Controffensiva. «Nell’ambito della preparazione a questa «guerra», l’AOU Federico II ha messo in piedi, in tempi record, una serie di reparti dedicati, tra cui l’HUB Covid pediatrico, diretto dal prof. Alfredo Guarino, direttore dell’UOC Malattie infettive pediatriche. Alcuni miei colleghi del V e IV anno ed io ci siamo subito resi disponibili nel supportare il prof. Guarino e i suoi collaboratori nella gestione degli aspetti pediatrici di quest’emergenza», prosegue Edoardo. «Pertanto da circa due settimane lavoriamo a pieno regime nel reparto. Attualmente sono ricoverati due pazienti, uno di 6 mesi e l’altro di 2 anni e mezzo, con confermata infezione da SARS-CoV-2. Gestiamo, inoltre, moltissimi altri pazienti attraverso un triage e una rete di supporto telefonico 24 ore su 24 ai pediatri e agli ospedali del territorio, in quanto centro di riferimento».
 
Battaglia. «L’impegno è continuo e molto intenso dal punto di vista fisico e mentale, in quanto i turni sono sostenuti (12 ore: dalle 8 alle 20 e viceversa) e sullo sfondo c’è sempre lo spauracchio di poter contrarre l’infezione. Molti di noi, infatti, si sono isolati dalle proprie famiglie ed io non vedo i miei genitori, mio fratello e la mia fidanzata Benedetta da alcune settimane», argomenta.
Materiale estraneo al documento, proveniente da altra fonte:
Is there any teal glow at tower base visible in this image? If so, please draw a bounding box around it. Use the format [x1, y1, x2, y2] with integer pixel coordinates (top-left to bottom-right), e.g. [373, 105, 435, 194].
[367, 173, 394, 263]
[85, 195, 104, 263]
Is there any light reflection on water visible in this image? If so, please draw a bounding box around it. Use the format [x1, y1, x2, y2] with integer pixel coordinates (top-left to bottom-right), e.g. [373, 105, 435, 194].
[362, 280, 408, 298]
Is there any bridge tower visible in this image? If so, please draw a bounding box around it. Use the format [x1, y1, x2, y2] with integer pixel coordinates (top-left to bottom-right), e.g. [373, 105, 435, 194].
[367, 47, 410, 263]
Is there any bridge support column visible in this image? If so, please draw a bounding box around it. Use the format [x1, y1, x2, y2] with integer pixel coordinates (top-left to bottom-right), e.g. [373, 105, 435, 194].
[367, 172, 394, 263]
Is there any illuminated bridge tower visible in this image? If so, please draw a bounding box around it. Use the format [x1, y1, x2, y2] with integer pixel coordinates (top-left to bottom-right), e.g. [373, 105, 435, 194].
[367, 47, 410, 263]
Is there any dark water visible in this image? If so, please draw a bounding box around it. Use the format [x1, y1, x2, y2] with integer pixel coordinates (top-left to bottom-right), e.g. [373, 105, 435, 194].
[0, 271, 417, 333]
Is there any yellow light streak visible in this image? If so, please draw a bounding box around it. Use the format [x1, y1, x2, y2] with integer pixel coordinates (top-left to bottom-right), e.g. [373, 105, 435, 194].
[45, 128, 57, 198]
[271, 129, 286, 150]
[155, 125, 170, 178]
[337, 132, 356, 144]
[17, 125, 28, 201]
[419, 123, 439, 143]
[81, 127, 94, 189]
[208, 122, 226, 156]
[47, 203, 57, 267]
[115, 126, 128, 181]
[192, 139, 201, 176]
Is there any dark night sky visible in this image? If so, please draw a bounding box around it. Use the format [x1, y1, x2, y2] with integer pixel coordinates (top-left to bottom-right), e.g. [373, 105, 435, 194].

Missione. «Tuttavia il nostro lavoro ci dà grande soddisfazione. I miei colleghi ed io siamo onorati di formare un piccolo anello della catena che sta tenendo insieme l’Italia intera». 
 
Solidarietà. «Il mio pensiero e sostegno va sempre ai colleghi che in Lombardia e in Emilia Romagna vivono nel cuore dell’epidemia, lavorando in condizioni ben più drammatiche rispetto alle nostre. Il mio invito è quello di continuare ad affrontare questa situazione con sempre maggiore responsabilità, rispettando tutte le limitazioni stabilite dal Governo».
 
Futuro. «La mia, e la nostra speranza, è tornare al più presto ad abbracciarci, a viaggiare e a crescere tutti insieme». E naturalmente tornare in piscina a giocare a pallanuoto. «Mi manca molto l’acqua clorata. Non ho mai rinunciato allo sport. Mi riservo sempre almeno un’ora, quando posso. Da un biennio a questa parte mi dedico al crossfit in maniera costante per motivi di salute, forma e svago mentale. E’ fondamentale per svolgere al meglio il proprio lavoro», riferisce il dottore dai trascorsi pallanuotistici.

Stima fraterna. «Mio fratello Edoardo è un talento puro. Anche se si è dedicato interamente alla sua vocazione naturale, per me resta l'esempio ideale di pallanuotista. Sono orgoglioso di lui, del suo coraggio e del suo impegno», conclude Gabriele, invitando tutti a rimanere a casa, altrimenti si vanificherebbero gli sforzi encomiabili degli eroi moderni e del fratello Edoardo.